North of this freeway interchange, M-18 is also the route of Business Loop I-75 (BL I-75). The combined BL I-75/M-18 runs north near the Roscommon Conservation Airport and turns northeasterly into town. In the middle of Roscommon, BL I-75 turns northwest along Old 76 Road, and M-18 continues northeasterly across a line of the Lake State Railway. The highway continues independently to the northwest over the South Branch of the Au Sable River and out of town. It then turns due east along the Roscommon–Crawford county line. This section of the county line also forms the southern boundary of the Huron National Forest. M-18 curves to the northeast off the county line into the national forest territory where it meets F-97 for a second time. At this junction, F-97 merges with M-18 and the two roads run due north to a junction with M-72 west of Luzerne. At this intersection, F-97 continues north and M-18 terminates in rural Crawford County.

M-18 is maintained by the Michigan Department of Transportation (MDOT) like all other state trunkline highways. As a part of these maintenance responsibilities, the department tracks the traffic volumes along the roads under its jurisdiction using a measurement called annual average daily traffic (AADT). This is a metric for the level of traffic along a roadway segment for any average day of the year. In 2009, MDOT calculated that 14,017 vehicles used the section of M-18 along the M-61 concurrency, the highest traffic levels along M-18. The lowest AADT was found along the highway in Crawford County in the 2009 surveys.

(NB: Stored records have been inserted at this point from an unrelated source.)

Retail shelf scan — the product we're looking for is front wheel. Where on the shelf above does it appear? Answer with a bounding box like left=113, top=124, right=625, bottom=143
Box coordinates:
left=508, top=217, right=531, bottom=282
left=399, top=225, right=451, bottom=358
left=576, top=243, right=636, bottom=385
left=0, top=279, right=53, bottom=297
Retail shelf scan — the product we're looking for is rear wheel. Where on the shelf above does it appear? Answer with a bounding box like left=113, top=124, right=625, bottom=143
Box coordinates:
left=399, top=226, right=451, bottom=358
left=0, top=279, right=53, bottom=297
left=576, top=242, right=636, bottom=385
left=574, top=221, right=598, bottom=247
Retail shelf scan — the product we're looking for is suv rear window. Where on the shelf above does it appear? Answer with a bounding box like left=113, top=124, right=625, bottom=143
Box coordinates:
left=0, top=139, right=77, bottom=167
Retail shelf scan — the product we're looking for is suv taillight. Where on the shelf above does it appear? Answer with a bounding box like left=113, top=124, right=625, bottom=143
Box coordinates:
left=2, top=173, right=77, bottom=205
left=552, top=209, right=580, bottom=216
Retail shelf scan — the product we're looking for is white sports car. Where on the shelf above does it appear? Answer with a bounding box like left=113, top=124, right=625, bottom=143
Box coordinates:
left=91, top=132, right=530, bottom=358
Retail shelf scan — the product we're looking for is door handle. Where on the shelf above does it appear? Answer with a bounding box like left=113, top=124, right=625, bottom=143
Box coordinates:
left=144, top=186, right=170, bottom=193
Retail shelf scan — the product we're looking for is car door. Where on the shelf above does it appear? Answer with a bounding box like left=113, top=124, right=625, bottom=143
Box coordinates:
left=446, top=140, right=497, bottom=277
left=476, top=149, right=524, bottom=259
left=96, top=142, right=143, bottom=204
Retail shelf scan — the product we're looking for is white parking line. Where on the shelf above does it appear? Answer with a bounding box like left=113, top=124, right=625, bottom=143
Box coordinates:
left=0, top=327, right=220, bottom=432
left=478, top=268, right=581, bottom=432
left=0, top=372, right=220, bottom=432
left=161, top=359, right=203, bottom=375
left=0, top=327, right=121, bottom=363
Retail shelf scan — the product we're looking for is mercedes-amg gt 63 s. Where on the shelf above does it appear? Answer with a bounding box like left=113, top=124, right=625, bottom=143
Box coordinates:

Commercial traffic varied between the 50 trucks daily in Crawford County and the 214 trucks a day north of Gladwin. No section of M-18 has been listed on the National Highway System, a network of roads important to the country's economy, defense, and mobility.

==History==
By July 1, 1919, M-18 was first designated on a routing that ran between M-46 west of Merrill through Edenville to M-14 (later US 27) in Prudenville. The highway south of Beaverton was realigned to run due south a new terminus at North Bradley along the new US 10 in late 1926. The former routing between Beaverton and M-30 north of Edenville was redesignated M-80, and the highway from the M-30 junction south to M-46 became an extended M-30. At the same time, the north end was extended along US 27 to end at M-76 in Roscommon. The northern extension was scaled back in 1941 to Prudenville.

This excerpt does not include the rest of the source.